We think it is important to explore and develop these connections and issues. The Open Knowledge Foundation is therefore today **launching an Open Data & MyData Working Group**. Sign up here to participate:

This will be a place to discuss and explore how open data and personal data intersect. How can principles around openness inform approaches to personal data? What issues of privacy and anonymisation do we need to consider for datasets which may become openly published? Do we need “MyData Principles” that include the right of the individual to use, reuse and redistribute data about themselves if they so wish?

## Appendix

There are plenty of challenging issues and questions around this topic. Here are a few:

### Anonymization

Are big datasets actually anonymous? Anonymisation is incredibly hard. This isn’t a new problem (Ars Technica had a [great overview][ars] in 2009) although it gets more challenging as more data is available, openly or otherwise, as more data which can be cross-correlated means anonymisation is more easily breached.

### Releasing Value

There’s a lot of value in personal data – [Boston Consulting Group claim €1tn][ftvalue]. But even BCG point out that this value can only be realised if the processes around personal data are more transparent. Perhaps we can aspire to more than transparency, and have some degree of personal control, too.

### Governments

Governments are starting to offer some proposals here such as “MiData” in the UK. This is a good start but [do they really serve the citizen][TH1]?

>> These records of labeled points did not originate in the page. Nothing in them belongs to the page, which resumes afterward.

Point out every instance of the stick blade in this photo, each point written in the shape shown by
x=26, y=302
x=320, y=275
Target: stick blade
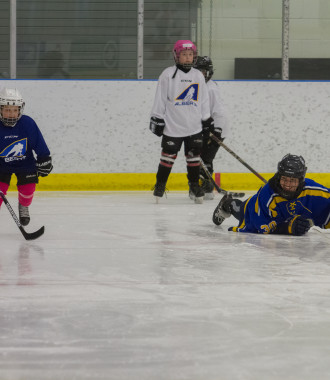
x=236, y=195
x=33, y=235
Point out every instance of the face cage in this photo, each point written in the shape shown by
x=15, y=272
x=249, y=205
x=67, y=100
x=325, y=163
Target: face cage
x=11, y=121
x=186, y=65
x=289, y=195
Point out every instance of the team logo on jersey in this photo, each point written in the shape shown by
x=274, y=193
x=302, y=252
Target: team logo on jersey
x=295, y=207
x=15, y=151
x=189, y=96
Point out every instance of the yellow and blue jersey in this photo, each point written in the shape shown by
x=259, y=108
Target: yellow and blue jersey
x=266, y=212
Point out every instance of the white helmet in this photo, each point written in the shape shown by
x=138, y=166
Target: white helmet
x=11, y=97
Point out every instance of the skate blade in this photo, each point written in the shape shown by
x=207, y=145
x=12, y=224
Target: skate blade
x=199, y=200
x=209, y=196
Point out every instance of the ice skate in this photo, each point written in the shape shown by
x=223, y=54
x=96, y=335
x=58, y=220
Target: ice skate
x=24, y=216
x=208, y=188
x=222, y=211
x=159, y=190
x=196, y=193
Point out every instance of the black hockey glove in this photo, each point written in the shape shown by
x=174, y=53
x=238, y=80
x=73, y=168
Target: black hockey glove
x=207, y=127
x=157, y=126
x=298, y=225
x=44, y=166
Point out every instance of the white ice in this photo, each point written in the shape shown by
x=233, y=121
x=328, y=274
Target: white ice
x=119, y=287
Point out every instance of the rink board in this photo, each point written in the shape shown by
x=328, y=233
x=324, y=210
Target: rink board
x=145, y=181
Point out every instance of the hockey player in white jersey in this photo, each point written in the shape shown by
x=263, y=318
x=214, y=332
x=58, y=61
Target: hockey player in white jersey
x=181, y=110
x=220, y=128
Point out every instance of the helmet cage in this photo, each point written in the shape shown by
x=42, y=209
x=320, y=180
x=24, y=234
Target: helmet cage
x=205, y=65
x=294, y=167
x=11, y=97
x=184, y=45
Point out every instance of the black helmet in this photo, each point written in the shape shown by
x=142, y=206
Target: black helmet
x=205, y=65
x=290, y=166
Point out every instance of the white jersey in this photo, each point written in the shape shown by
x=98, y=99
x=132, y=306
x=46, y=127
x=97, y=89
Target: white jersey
x=217, y=113
x=182, y=101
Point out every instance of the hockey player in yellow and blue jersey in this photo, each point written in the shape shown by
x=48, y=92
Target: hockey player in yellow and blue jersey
x=288, y=204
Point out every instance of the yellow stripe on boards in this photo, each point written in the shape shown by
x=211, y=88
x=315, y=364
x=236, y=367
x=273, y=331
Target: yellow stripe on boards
x=145, y=181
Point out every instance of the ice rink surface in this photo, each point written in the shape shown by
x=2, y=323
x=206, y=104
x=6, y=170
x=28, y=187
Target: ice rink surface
x=122, y=288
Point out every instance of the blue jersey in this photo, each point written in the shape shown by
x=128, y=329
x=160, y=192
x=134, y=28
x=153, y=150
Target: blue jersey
x=17, y=145
x=266, y=211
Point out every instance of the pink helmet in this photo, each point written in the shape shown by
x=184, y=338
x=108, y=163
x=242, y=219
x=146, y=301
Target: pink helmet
x=183, y=45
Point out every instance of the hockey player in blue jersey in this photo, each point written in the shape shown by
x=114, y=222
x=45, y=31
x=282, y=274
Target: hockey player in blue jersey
x=23, y=151
x=288, y=204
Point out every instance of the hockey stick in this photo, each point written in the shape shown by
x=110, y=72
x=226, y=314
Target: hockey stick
x=218, y=141
x=219, y=190
x=27, y=236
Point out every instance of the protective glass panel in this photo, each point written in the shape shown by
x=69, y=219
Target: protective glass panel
x=237, y=34
x=4, y=39
x=76, y=39
x=309, y=39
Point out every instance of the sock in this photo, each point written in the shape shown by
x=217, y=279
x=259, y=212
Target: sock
x=25, y=193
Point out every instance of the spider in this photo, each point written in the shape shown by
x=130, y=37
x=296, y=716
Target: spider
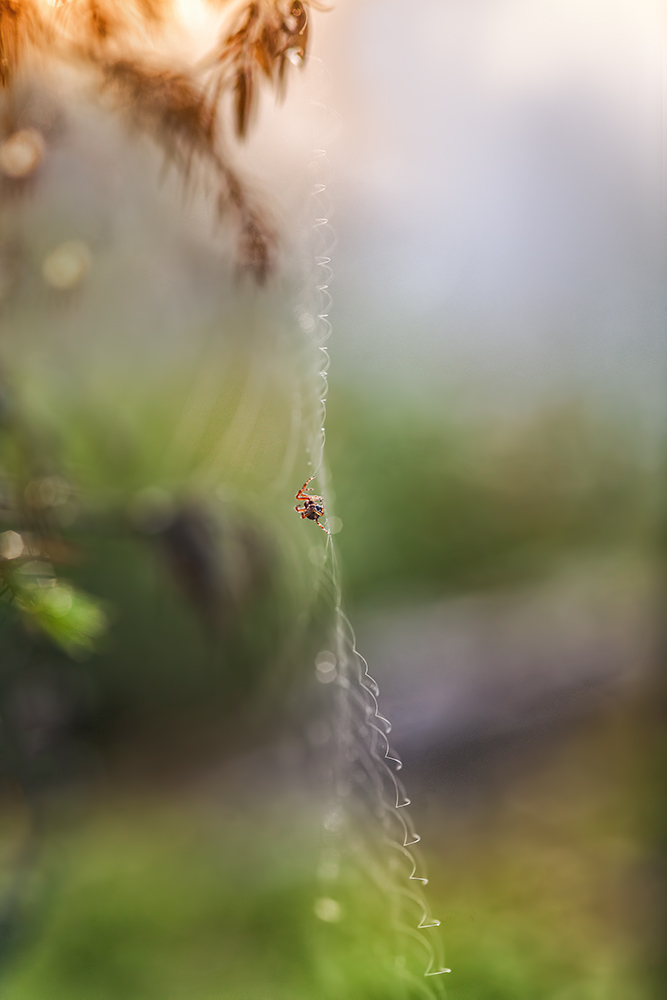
x=313, y=507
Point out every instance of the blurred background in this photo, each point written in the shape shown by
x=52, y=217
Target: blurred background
x=495, y=434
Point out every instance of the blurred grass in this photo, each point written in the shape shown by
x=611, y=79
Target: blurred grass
x=182, y=899
x=433, y=504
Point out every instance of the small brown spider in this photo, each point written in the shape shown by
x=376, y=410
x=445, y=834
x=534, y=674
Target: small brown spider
x=313, y=507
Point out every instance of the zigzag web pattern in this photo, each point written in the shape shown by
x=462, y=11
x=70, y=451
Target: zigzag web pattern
x=366, y=828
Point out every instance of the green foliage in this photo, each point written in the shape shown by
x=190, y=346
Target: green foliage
x=432, y=504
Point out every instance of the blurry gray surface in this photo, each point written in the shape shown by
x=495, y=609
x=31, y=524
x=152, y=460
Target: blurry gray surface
x=472, y=669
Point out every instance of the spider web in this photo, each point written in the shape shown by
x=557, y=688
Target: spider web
x=367, y=830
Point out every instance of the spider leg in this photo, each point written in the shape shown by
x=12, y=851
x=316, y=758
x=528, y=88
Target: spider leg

There’s also some [proposed legislation][midatalaunch] to drive companies to give consumers the right to see their data.

But is access enough?

The consumer doesn’t own their data (even when they have “MiData”-style access to it), so can they publish it under an open licence if they wish?

### Whose data is it anyway?

Computers, phones, energy monitors in my home, and so on, aren’t all personal to me. They are used by friends and family. It’s hard to know whose data is involved in many cases. I might want privacy from others in my household, not just from anonymous corporations.

This gets even more complicated when we consider the public sphere – surveillance cameras and internet of things sensors are gathering data in public places, about groups of independent people. Can the people whose images or information are being captured access or control or share this data, and how can they collaborate on this? How can consent be secured in these situations? Do we have to accept that some information simply cannot be private in a networked world?

(Some of these issues were raised at the Open Internet of Things Assembly in 2012, which lead to a [draft declaration][iot]. The declaration doesn’t indicate the breadth of complex issues around data creation and processing which were hotly debated at the assembly.)

### MyData Principles

We will need **clear principles**. Perhaps, just as the Open Definition has help clarify and shape the open data space, we need analogous “MyData” Principles which set out how personal data should be handled. These could include, for example:

* That my data should be made available to me in machine-readable bulk form
* That I should have right to use that data as I wish (including using, reusing and redistribution if I so wish).
* That none of my data (where it contains personal information) should be made open without my full consent.